Dieses Beispiel zeigt eindrücklich, wie gut Gewohnheiten in uns verankert sind und welche inneren Kämpfe wir durchleiden, wenn wir etwas anders machen wollen. Also keine Sorge, wenn du das bei dir auch erlebst. Du machst weder etwas falsch, noch bist du unfähig. Aus diesen inneren Konflikten herauszukommen, ist Teil des Prozesses, wenn du Gewohnheiten verändern willst.
Doch jetzt bin ich neugierig. Wie ist das eigentlich bei dir?
Boxenstopp
LEBENSSTIL UND GESUNDHEITSVERHALTEN
Bitte nimm dir einen Moment Zeit und überlege einmal, welche ungünstigen Gewohnheiten du hast, die deinen Lebensstil und deinen Umgang mit deiner Gesundheit betreffen. Im Folgenden nenne ich dir ein paar Themen zur Auswahl:
Was ist typisch für deine Ernährung? Welche Lebensmittel landen in deinem Einkaufskorb? Eher fett- und kalorienreiche beziehungsweise industriell verarbeitete Nahrungsmittel? Viel Obst und Gemüse? Greifst du gerne zu Fast Food?
Wie sind deine Essgewohnheiten? Isst du regelmäßig zu viel? Liebst du Süßigkeiten, Chips & Co? Hast du Übergewicht?
Wie sieht es mit Bewegung und Sport aus? Bewegst du dich gerne oder ist die sportliche Betätigung für dich ein Fremdwort?
Gehörst du zu den Menschen, die regelmäßig Alkohol trinken oder rauchen?
Putschst du dich mit bestimmten Mitteln wie Energydrinks auf?
Bist du jemand, der riskantes Verhalten an den Tag legt, wie z. B. Aktivitäten mit deutlich erhöhter Unfallgefahr, ausgiebiges Sonnenbaden, ungeschützter Sex mit verschiedenen Partnerinnen oder Partnern?
Sorgst du für ausreichend Pausen, Erholung und Schlaf, um deinen Akku wieder zu laden, oder stehst du unter permanentem Stress und Anspannung?
Gehst du zu Vorsorgeuntersuchungen für die Früherkennung von Krebserkrankungen?
Ziehe zum Schluss ein Fazit: Inwiefern gibt es bei deinem aktuellen Lebensstil beziehungsweise Gesundheitsverhalten ein Verhaltensmuster, das du auf jeden Fall ändern möchtest, weil es dir nicht guttut: …

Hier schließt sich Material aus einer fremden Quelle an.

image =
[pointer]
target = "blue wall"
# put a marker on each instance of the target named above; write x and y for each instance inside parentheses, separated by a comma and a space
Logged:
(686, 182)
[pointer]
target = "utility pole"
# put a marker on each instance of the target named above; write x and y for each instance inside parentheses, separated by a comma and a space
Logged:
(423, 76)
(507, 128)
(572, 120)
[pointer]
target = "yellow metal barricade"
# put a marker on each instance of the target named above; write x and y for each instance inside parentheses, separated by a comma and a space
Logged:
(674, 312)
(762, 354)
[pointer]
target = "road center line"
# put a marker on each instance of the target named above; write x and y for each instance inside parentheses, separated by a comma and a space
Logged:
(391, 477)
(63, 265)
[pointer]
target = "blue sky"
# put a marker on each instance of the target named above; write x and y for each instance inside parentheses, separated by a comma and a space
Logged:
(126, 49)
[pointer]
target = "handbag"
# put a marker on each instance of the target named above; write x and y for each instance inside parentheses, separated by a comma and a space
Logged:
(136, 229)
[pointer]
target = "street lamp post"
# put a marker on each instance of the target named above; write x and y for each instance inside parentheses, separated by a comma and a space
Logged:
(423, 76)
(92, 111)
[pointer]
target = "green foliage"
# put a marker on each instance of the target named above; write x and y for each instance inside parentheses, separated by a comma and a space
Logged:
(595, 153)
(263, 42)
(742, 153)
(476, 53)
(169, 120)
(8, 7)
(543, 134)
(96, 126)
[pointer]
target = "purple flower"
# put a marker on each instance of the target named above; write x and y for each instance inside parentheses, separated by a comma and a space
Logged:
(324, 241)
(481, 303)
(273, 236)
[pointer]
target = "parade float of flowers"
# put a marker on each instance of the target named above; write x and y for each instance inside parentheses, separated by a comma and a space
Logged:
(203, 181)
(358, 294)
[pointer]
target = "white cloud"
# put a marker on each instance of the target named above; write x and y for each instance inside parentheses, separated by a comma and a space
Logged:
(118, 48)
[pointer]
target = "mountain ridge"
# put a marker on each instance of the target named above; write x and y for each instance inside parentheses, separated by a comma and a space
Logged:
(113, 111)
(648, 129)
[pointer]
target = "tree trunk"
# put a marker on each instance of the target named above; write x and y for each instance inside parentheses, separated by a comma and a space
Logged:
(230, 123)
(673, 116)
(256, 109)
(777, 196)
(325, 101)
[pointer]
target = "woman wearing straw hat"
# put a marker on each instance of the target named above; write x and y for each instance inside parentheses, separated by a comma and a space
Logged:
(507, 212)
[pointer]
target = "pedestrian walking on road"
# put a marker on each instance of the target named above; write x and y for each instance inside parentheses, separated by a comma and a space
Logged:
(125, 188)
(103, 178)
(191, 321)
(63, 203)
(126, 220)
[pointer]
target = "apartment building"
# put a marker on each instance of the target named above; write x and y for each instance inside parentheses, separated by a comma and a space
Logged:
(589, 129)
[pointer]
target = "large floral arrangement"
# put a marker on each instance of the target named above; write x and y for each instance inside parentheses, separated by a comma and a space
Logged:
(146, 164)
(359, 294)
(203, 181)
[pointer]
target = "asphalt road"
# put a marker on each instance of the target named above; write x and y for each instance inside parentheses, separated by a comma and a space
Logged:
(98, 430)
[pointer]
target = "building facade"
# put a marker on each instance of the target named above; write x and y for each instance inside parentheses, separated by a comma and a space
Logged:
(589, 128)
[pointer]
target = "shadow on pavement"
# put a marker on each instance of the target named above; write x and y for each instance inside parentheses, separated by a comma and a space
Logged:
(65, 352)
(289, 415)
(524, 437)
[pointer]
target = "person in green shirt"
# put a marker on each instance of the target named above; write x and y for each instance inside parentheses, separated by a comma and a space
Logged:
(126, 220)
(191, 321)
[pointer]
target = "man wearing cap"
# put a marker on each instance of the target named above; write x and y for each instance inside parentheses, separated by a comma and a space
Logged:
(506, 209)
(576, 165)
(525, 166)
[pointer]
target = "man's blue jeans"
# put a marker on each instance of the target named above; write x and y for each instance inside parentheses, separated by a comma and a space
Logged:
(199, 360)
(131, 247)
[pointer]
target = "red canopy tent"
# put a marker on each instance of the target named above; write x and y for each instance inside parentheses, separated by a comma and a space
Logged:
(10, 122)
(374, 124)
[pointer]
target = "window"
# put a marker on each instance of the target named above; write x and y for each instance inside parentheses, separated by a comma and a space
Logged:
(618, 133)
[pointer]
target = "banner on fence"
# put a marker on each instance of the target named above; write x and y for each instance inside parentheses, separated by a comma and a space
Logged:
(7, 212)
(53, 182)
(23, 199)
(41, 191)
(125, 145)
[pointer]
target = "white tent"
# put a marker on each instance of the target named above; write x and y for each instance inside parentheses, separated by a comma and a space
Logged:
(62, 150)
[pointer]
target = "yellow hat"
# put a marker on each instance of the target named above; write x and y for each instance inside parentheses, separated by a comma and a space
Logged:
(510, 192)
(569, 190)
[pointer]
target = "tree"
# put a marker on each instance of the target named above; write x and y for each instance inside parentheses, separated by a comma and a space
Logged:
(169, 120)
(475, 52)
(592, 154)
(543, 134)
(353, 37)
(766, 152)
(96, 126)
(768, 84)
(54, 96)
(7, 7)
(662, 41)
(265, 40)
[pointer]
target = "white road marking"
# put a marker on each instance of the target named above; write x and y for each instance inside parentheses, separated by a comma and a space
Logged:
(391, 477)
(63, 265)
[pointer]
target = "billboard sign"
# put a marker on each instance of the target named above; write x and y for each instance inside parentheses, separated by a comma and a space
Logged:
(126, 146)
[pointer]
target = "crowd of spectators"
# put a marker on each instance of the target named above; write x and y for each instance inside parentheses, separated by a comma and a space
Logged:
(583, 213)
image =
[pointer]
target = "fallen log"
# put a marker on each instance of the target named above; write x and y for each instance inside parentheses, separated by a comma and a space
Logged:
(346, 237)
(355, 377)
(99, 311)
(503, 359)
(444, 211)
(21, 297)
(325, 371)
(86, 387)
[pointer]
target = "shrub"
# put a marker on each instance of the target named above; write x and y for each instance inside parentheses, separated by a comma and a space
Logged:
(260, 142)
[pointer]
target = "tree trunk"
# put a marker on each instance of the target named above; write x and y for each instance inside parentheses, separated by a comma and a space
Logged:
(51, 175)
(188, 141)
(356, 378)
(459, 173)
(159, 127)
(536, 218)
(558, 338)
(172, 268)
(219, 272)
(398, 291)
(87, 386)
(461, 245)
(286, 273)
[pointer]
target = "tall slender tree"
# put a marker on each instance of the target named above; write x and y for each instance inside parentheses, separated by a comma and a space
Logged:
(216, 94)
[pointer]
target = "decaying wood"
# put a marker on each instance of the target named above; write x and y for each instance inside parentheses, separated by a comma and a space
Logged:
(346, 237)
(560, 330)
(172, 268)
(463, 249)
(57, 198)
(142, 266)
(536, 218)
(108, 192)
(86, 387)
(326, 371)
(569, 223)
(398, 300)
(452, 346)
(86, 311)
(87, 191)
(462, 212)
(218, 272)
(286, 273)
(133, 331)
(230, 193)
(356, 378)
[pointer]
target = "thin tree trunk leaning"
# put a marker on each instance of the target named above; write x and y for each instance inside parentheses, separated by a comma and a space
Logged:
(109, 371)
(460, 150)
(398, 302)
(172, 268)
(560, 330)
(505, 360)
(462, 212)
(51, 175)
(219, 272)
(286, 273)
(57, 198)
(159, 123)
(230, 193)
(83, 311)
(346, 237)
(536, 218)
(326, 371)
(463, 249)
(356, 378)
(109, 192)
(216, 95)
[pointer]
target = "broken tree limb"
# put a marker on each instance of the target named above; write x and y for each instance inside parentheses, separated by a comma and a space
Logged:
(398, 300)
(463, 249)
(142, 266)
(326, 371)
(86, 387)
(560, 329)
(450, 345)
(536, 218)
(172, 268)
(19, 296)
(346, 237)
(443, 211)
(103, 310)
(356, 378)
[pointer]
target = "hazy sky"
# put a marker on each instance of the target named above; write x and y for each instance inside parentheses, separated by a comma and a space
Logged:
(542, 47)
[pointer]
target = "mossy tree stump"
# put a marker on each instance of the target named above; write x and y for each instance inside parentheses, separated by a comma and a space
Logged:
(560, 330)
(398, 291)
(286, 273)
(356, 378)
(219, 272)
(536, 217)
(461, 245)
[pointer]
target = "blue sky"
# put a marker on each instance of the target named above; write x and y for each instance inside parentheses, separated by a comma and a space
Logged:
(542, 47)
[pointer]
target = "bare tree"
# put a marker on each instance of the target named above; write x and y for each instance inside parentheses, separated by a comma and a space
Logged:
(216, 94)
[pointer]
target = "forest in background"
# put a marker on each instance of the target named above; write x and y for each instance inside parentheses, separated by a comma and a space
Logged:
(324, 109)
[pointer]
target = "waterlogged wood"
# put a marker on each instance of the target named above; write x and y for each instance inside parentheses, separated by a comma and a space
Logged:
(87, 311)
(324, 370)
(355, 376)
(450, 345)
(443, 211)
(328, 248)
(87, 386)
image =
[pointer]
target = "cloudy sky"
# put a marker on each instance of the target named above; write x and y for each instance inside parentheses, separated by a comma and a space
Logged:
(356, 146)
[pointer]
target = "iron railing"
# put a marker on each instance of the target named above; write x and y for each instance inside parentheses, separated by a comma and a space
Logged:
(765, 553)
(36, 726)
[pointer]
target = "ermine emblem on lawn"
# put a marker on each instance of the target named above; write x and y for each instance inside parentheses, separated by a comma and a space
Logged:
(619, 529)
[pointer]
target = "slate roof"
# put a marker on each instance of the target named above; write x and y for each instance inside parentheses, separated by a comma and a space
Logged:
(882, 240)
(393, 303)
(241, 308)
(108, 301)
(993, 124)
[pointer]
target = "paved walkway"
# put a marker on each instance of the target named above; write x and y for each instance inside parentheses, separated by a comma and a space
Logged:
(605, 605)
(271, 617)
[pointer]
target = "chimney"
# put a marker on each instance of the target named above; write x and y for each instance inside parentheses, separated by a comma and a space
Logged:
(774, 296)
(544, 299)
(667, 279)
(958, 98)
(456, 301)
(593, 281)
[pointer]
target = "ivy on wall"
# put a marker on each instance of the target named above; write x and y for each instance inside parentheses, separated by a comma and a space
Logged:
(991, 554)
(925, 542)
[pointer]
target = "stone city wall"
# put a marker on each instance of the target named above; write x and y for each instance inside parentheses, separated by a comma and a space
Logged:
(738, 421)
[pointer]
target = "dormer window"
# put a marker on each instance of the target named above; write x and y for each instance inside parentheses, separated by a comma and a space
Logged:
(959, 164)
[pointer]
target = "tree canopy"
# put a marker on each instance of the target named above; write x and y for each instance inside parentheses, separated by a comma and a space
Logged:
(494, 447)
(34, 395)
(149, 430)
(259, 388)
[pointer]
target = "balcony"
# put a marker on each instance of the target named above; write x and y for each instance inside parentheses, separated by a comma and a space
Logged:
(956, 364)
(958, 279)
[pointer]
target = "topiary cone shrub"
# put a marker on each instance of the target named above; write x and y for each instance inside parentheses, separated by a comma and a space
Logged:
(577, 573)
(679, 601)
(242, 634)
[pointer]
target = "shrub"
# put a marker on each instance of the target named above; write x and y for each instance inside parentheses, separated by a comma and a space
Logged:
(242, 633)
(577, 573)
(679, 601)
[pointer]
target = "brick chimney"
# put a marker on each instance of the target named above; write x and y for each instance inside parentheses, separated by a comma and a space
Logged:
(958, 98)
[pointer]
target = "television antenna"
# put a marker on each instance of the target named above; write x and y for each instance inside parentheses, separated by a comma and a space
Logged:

Aber ungünstige Gewohnheiten können ja nicht nur den eigenen Lebensstil und die Gesundheit betreffen, sondern auch das Arbeitsleben. Aus meiner langjährigen Erfahrung als Trainer und Coach kann ich sagen, dass es da einiges gibt, was die eigene Leistung oder die Karriere behindert. Allerdings fällt das vielen überhaupt nicht auf. Vielleicht geht es dir auch so, wie es mir jemand mal sagte: »Ich bin in meinem Trott. Man reflektiert sich auch selten. Die Dinge schleichen sich einfach so ein.« Deshalb lade ich dich jetzt ein, mal über deine Arbeitsgewohnheiten nachzudenken.
Bei einer Arbeitswoche von 37,5 bis 40 Stunden hast du eine Menge Zeit für schlechte Gewohnheiten. Du weißt nicht, wovon ich rede? Frage mal deine Kolleginnen und Kollegen. Die können meistens ein Lied davon singen.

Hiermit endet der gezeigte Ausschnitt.